In his latest State of the City address the mayor's to-do list is a hodgepodge of sound-bites.  But where are the concrete remedies?  For him, Action means making the city an Official, Regional Autonomous Vehicle Pilot Location.  For him, Accountability means installing jagged rocks under freeway overpasses to get rid of homeless sleepers.  

For him, A New Day in San Diego! might mean the Camp Hope approach of clearing the homeless off the streets and stowing them in a tarted-up tent city at the Mexican border, out of sight and out of mind.  Will this mayor really give his blessings to our very own Hooverville? 

We've got a mayor who has not delivered the goods.  Pleasant though he may be, he lacks the independence, imagination, backbone, and political moxie to do right by our city.

PART II

Once upon a time when I was an active player with the League of Women Voters, the powers-that-be convinced the San Diego public that it was time to become a dynamic metropolis like Los Angeles or Chicago or even New York City.  So voters agreed to replace our purportedly provincial city manager form of government with a strong mayor system.  

Back then the big worry for the LWV was that – in a politically low-energy city like ours – concentrated power in the hands of a strong mayor would decrease public accountability and invite corruption. 

Back then we also worried about how trading in an independent, professional city manager for a political appointee to run city departments, operations, contracts, budgets, and workers would work out.  Turns out we were right to worry. 

Our first "strong mayor" was Jerry Sanders.  He never succeeded in being his own man.  During his two terms in office he dutifully kept the city exactly where it had always been: in the hands of an ossified downtown fraternity of hoteliers, developers, bankers, and assorted business interests.  He persists to this day as a well-compensated mouthpiece for the Chamber of Commerce. 

Our second "strong mayor" was Bob Filner.  He was willing and able to express his independence, imagination, backbone, and political moxie to promote a politically liberal agenda for the city.  But he proved too undisciplined for his own good.  And too threatening to old-guard Republicans.  

As it turns out, he was also too threatening to self-professed progressive Democrats like then-councilman (and current California state assemblymember) Todd Gloria and then-San Diego/Imperial Counties Labor Council secretary-treasurer (and current California state assemblymember) Lorena Gonzalez and her clandestine mayoral ambitions for then-close companion (and current husband) Nathan Fletcher.  In an unprecedented palace coup, the city's first bona fide strong mayor was unceremoniously drummed out of office.

Our third "strong mayor" is Kevin Faulconer.  He's a chip off the old Sanders block.  We are back to waiting for the basic benefits promised to us when we gave up the old city manager government and brought in the strong mayor system – things like transparency, accountability, government efficiency, and dynamic governance. 


We were promised we'd know where the buck stops… we'd know who is in charge.  Do you know who's responsible for what goes on in our city?  Do you know who's in charge?  Do you ever think to pick up your phone to call your mayor?


PART III

We'll wrap up with the trick question: Is Kevin Faulconer the mirror image of Donald Trump?  Of course not! you'd probably still say.
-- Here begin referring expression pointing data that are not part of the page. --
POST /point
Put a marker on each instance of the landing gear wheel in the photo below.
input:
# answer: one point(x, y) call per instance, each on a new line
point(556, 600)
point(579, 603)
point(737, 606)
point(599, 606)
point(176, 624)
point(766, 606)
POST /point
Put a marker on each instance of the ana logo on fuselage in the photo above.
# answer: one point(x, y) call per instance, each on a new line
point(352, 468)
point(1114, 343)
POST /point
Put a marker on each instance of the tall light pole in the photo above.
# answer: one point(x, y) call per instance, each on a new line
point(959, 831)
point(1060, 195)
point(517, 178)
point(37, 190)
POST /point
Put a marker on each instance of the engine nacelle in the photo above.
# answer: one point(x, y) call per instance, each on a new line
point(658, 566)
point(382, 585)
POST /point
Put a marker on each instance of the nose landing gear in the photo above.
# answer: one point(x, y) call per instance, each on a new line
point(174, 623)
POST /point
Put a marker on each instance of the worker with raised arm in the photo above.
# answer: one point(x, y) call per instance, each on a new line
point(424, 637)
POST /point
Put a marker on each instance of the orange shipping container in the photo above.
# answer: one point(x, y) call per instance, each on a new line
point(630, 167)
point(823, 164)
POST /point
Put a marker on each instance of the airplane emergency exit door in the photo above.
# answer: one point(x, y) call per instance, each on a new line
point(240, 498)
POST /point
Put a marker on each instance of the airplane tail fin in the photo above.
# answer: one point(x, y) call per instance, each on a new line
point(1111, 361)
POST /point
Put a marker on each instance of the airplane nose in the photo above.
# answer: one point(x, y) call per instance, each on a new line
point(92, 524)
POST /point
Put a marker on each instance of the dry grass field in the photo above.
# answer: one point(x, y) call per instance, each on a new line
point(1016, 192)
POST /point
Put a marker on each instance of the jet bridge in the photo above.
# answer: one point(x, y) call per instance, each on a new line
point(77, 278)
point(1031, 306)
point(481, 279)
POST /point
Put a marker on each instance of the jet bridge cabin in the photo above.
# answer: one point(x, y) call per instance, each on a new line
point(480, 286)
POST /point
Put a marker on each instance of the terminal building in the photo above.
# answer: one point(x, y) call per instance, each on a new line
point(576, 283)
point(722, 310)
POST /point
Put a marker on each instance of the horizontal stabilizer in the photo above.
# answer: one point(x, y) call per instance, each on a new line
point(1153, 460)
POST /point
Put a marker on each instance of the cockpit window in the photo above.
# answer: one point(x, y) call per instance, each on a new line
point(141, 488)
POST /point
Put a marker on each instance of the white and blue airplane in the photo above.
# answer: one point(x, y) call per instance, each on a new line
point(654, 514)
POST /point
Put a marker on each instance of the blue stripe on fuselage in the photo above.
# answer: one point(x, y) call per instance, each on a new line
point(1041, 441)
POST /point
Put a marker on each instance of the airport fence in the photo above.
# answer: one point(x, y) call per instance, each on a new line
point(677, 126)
There's a world of difference between a public relations puppet and a dangerous, unstable, bullying megalomaniac. 


But look again at the uncanny similarities.  You'll see that neither is doing right by our citizens.  You'll see that, so far, neither deserves the public trust.

Here's the big difference: our mayor is within reach, right at our fingertips.  We elected a "strong mayor" to be in charge, to be accountable, and to be responsible for what goes on in our city.   

We voters need to check our own mirrors, if only to remind ourselves that we elected our mayor to do right by our city.  And it's our job to hold his feet to the fire and not let him forget that HE is where the buck stops.